As they see it, there are three options, neatly summed in simple pictures: stay and fight, leave the colony, or to simply do nothing. For two days, while the men are away in the city, trying to raise enough money to pay bail for the alleged rapists, the women discuss their options, their lives and how something this tragic could happen.
The unspoken phrase – one these women wouldn’t be aware of, as would Epps – is toxic masculinity. The colony’s rules set up strict divisions between the sexes, with one side domineering over the other. Women aren’t allowed to read, write or lead lives of their own, while men aren’t just allowed to order them around, but expected to. With a mindset like this, it’s sadly unsurprising when then women open their debate with a discussion on if they’re animals.
The characters Toews has populating her novel range from brusque and outspoken to meek and shy, but all are fully formed and leap off the page. When they talk, their debates come to life: sometimes clashing, other times circling around ideas they can’t quite formulate. For example, here’s an argument over the mindset of the men of the colony:
“Mariche opens her mouth, but Salome quickly interjects. Time will heal our heavy hearts, she states. Our freedom and safety are the ultimate goals, and it is the men who prevent us from achieving these goals.
But not all men, says Mejal.
Ona clarifies: Perhaps not all men, per se, but a pernicious ideology that has been allowed to take hold of men’s hearts and minds.” (pg 66)
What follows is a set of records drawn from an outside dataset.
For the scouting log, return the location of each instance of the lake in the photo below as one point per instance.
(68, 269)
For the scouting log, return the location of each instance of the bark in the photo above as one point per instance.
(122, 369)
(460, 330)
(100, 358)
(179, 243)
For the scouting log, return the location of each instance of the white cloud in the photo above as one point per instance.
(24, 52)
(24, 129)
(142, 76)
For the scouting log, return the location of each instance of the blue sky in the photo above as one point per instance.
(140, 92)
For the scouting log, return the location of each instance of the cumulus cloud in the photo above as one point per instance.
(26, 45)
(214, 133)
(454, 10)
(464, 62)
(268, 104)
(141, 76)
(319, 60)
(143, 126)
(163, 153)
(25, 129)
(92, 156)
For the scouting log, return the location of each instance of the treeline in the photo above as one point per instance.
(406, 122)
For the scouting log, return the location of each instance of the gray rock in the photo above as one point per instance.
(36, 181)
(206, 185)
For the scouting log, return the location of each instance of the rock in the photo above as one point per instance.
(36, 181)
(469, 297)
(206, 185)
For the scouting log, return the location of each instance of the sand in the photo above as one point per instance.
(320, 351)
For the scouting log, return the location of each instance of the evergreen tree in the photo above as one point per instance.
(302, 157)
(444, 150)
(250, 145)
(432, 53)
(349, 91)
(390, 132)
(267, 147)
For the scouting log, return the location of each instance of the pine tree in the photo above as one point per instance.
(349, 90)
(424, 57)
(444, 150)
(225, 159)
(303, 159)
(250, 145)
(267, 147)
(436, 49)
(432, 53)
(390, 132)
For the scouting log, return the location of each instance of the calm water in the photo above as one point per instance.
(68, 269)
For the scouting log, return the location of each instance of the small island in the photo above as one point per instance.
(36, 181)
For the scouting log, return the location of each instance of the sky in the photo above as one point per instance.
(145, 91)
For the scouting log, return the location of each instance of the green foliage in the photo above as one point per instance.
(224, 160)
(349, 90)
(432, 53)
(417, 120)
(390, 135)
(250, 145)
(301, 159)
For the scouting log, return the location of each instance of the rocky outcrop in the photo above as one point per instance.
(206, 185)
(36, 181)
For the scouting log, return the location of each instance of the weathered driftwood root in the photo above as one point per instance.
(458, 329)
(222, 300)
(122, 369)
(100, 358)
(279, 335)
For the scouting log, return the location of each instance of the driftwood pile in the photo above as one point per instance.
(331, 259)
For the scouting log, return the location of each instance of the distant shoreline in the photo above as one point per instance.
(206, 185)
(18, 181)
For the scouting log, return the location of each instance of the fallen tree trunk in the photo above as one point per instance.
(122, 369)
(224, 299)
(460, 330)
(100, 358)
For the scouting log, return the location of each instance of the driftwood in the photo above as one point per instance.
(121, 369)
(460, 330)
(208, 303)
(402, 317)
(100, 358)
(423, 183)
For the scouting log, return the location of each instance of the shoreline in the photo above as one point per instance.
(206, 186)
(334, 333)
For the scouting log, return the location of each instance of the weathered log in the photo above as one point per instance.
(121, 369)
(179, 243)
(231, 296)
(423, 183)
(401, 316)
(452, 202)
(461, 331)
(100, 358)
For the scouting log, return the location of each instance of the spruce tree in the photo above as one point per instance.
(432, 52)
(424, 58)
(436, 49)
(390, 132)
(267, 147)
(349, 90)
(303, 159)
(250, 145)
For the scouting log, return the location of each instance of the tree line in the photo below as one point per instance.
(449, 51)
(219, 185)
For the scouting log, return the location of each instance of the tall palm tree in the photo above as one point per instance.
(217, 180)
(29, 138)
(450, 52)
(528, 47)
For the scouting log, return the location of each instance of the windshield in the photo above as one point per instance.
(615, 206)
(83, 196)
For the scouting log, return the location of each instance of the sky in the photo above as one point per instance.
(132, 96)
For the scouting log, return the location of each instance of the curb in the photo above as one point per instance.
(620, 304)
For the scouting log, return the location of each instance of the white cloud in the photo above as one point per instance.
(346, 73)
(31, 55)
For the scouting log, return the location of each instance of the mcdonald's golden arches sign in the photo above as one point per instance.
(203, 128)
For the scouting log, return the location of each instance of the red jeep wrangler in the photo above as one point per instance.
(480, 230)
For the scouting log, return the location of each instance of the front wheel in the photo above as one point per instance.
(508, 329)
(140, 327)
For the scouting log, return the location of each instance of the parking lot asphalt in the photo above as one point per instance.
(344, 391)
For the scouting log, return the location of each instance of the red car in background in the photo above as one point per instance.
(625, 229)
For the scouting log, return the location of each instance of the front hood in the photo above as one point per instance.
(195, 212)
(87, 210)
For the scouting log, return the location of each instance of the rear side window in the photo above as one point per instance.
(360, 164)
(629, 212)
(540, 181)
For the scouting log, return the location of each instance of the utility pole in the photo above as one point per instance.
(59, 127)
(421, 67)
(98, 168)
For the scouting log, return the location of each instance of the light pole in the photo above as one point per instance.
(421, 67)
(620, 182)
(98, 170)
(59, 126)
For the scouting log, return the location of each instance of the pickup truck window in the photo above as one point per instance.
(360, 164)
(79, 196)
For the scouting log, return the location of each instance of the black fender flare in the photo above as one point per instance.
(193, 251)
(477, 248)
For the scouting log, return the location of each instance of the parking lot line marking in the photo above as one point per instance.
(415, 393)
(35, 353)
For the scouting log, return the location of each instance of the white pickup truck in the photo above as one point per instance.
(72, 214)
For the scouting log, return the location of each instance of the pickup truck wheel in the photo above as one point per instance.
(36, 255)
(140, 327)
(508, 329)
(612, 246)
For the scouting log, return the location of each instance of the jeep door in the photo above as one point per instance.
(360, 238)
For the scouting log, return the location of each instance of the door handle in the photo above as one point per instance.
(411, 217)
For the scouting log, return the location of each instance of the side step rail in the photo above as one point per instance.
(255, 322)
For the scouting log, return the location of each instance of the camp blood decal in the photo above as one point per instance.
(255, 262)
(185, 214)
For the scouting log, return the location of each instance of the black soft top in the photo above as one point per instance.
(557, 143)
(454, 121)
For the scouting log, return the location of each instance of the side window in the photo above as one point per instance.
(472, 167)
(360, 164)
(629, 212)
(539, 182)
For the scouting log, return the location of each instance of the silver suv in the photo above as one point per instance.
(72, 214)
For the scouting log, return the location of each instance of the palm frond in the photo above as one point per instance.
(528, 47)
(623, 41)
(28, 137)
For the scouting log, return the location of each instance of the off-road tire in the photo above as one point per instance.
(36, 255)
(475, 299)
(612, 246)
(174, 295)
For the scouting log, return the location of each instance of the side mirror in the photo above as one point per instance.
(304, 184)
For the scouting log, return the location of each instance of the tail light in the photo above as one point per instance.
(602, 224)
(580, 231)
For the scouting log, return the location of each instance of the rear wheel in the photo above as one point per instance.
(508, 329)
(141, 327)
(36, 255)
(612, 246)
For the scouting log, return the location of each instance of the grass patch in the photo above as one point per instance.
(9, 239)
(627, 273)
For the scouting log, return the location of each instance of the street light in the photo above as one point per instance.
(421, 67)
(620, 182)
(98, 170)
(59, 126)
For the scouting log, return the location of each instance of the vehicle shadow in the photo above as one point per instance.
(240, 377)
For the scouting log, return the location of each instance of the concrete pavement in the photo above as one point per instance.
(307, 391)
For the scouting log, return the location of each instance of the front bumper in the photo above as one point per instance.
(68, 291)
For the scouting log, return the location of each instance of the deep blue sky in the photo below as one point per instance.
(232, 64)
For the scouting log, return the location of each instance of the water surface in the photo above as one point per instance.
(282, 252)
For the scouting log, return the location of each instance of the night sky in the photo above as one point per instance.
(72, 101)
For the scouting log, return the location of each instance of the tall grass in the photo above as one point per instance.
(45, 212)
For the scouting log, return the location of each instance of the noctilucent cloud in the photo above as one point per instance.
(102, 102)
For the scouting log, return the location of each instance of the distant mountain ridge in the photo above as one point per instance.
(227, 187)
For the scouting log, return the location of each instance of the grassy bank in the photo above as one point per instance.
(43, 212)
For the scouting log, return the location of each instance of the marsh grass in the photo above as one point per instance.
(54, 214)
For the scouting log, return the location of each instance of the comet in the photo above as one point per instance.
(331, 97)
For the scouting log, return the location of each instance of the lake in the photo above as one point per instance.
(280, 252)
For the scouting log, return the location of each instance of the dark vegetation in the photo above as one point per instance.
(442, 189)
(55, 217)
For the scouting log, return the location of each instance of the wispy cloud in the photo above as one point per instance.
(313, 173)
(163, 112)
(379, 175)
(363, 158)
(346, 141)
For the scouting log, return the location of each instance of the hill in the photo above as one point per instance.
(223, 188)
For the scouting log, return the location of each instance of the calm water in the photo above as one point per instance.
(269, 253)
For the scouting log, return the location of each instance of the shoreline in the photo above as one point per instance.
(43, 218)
Their words – for example, “Not all men” – resonate so clearly because they’re the language that’s happening when we have these discussions about toxic masculinity: when a blogger rips a movie for it’s all female cast, a celebrity is accused of assault or a politician suggests where a woman’s place is. In a novel that’s set roughly a decade ago, Toews has created a remarkable commentary on contemporary society, and the ways in which people react and are damaged by it.
This isn’t to suggest her novel is a feminist polemic. It’s not. Like several of her other books, it’s a novel with a big heart and compelling characters. There’s romantic tension between two people who can never be together, and it’s suspenseful when one of the men returns unexpectedly. For a novel largely told in dialogue, it’s remarkably easy to read: it flows naturally, sliding between words and action without batting an eye.
When reading Women Talking, I found myself going for long stretches without realizing it – it’s engrossing, and an interesting read. Between that, and what it has to say about life in 2019, it’s one of the best books I’ve read this year. Recommended.